In Sunrise, a small sailboat with two figures glides through the shimmering water of the harbor as a rowboat passes behind. Barely discernible through a cool haze are masts of large clipper ships at right and, closer by on the left, pack boats with smoke billowing from their stacks. The iridescent blues and greens of water and damp air are lit up by the rising sun, which glimmers through the haze and dances on the water.
The picture was acquired through a private sale. It has been rarely exhibited and is in remarkable condition.

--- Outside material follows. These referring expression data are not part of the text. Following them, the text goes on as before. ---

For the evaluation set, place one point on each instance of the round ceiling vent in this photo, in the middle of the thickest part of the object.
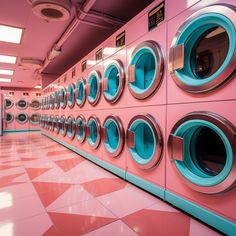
(56, 10)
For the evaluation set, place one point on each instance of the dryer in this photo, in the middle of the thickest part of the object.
(201, 53)
(201, 162)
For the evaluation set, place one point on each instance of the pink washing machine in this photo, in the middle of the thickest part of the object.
(201, 53)
(146, 59)
(145, 138)
(201, 162)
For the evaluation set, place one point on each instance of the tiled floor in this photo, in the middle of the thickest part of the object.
(46, 189)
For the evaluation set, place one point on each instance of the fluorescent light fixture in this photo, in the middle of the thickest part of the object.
(7, 59)
(10, 34)
(6, 72)
(5, 80)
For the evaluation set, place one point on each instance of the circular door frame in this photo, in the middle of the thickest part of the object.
(120, 67)
(156, 157)
(98, 76)
(156, 50)
(63, 106)
(71, 105)
(98, 127)
(121, 132)
(22, 108)
(83, 120)
(8, 107)
(72, 135)
(22, 122)
(34, 122)
(83, 82)
(12, 118)
(226, 131)
(33, 108)
(216, 80)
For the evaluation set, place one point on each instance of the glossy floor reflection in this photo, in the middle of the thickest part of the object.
(46, 189)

Deborah Gribbon, Deputy Director of the Museum and a specialist in 19th-century French art, said: "Monet had already developed his technique of broken, rhythmic brushwork, but in Sunrise he permits the forms themselves to dissolve into atmosphere. This ephemeral play of light, water, and air remains Monet's subject for the rest of his career. Monet created the painting largely out-of-doors but finished it in his studio, much like other plein-air painters of the period. What is unique, though, is his effort to leave the painting looking as fresh and spontaneous as if just painted at the moment of first encountering the seascape and sunrise before him. This lack of 'finish' is what made his paintings controversial in their time."
"This is a key addition for us," said John Walsh, Director. "It joins an important group of Impressionist and Post-Impressionist paintings acquired over the last 15 years, including two other paintings by Monet- an early still life of flowers and the winter scene of 1891 from his Wheatstacks series. Now we have a painting that conveys the force and novelty of the Impressionists' breakthrough."

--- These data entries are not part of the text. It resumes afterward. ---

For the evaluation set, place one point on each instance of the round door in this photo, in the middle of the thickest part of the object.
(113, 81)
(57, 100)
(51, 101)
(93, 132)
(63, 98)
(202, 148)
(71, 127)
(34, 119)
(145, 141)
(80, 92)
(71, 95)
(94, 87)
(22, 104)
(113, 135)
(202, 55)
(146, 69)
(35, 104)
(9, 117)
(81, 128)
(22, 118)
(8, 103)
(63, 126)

Monet traveled to Le Havre from his home in Argenteuil in the spring of 1873. While there he painted several paintings of its harbor. Sunrise is most closely related to the famous Impression, Sunrise (Paris, Musée Marmottan), painted during this trip. The title of this particular painting provoked a derisive art critic to coin the term "Impressionism" to describe pejoratively what is now perhaps the most popular art movement of all time. Both paintings employ a similar technique of broken brushwork. It is uncertain which one came first, but Sunrise may represent the artist's initial response to his subject prior to the more classically composed Impression. Now measuring 19 1/4 x 23 5/8 inches, Sunrise was at one point a slightly larger work whose canvas was restretched and subsequently refined by the artist himself resulting in a somewhat different, more closely cropped composition. Mark Leonard, Paintings Conservator, comments, "One can examine the painting without its frame and see approximately 1/2 an inch of the larger painted canvas wrapping around its stretcher bar. It provides a rare insight into an artist's working process."
"The Board and I were overjoyed to make this purchase," said Barry Munitz, President and Chief Executive Officer of the J. Paul Getty Trust. "Not only is it beautiful, but it represents a great moment in art history, and will serve important educational purposes for our audiences."
The painting will be placed on permanent view on November 17, 1998, where it will be seen with the other works by Monet and his contemporaries, including Renoir, Pissarro, and Manet.